CityFibre, the Goldman Sachs-backed broadband infrastructure provider said it was creating 10,000 new jobs as it looked to deliver full-fibre broadband across Britain by 2025.

The company on Thursday said it would invest £4bn over the next three years to recruit people from towns or cities where new fibre optic cables will be laid, and was targeting those who had lost their jobs due to the coronavirus and also from under-represented Black, Asian and Minority Ethnic (BAME) backgrounds.

CityFibre is competing against bigger rivals such as BT's Openreach and Liberty Global's Virgin Media. Chairman Steve Holliday, chairman at CityFibre said the government's target of full fibre across the country by 2025 in the wake of the Coronavirus “could not be more important”.

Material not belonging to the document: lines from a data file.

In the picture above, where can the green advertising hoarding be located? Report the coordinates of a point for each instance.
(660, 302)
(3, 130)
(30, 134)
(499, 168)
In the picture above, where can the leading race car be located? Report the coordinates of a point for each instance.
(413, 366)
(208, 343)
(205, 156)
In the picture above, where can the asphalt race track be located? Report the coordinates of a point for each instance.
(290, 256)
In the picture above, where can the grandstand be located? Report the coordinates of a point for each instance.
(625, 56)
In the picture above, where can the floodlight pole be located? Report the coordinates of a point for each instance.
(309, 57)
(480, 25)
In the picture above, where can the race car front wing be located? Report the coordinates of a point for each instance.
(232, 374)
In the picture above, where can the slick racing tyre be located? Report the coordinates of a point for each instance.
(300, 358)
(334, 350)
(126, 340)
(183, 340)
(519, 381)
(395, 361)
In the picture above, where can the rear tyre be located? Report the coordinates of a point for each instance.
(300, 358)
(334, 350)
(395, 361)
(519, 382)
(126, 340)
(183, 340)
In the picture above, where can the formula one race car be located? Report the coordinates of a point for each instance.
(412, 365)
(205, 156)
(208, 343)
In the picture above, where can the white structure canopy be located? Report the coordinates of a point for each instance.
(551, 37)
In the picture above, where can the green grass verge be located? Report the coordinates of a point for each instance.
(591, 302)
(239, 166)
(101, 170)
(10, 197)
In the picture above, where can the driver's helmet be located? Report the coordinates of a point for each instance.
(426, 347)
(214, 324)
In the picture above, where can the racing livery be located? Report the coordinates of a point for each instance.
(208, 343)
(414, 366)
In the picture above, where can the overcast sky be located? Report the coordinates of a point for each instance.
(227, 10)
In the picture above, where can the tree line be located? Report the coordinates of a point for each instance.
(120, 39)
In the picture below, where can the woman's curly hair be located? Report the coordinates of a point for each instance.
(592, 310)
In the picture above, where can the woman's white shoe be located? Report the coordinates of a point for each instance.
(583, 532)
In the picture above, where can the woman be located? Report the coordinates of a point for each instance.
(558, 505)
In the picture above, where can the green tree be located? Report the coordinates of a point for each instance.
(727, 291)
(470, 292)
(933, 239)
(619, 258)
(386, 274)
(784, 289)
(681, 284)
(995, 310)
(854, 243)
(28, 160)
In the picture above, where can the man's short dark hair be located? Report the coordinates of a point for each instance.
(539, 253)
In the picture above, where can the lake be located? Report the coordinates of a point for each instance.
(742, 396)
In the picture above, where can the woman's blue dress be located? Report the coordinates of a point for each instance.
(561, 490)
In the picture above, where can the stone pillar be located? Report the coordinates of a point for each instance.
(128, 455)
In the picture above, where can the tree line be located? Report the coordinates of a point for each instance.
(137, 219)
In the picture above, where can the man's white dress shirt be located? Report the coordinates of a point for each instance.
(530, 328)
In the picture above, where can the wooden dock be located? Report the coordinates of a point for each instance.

“Of all the infrastructure projects and industrial policies under consideration, full fibre will have the biggest impact in the shortest time, and for the least public money. It will help ensure that the UK not only recovers economically, but that it swiftly transitions to a greener, smarter and fairer economy in which to thrive,” he said.

Since the UK government announced it is backing full fibre roll out through the country, there has been a growing number of deals among fast-fibre broadband providers.

CityFibre recently acquired TalkTalk's FibreNation division and US infrastructure fund Alinda agreed to take over student broadband provider Glide Group.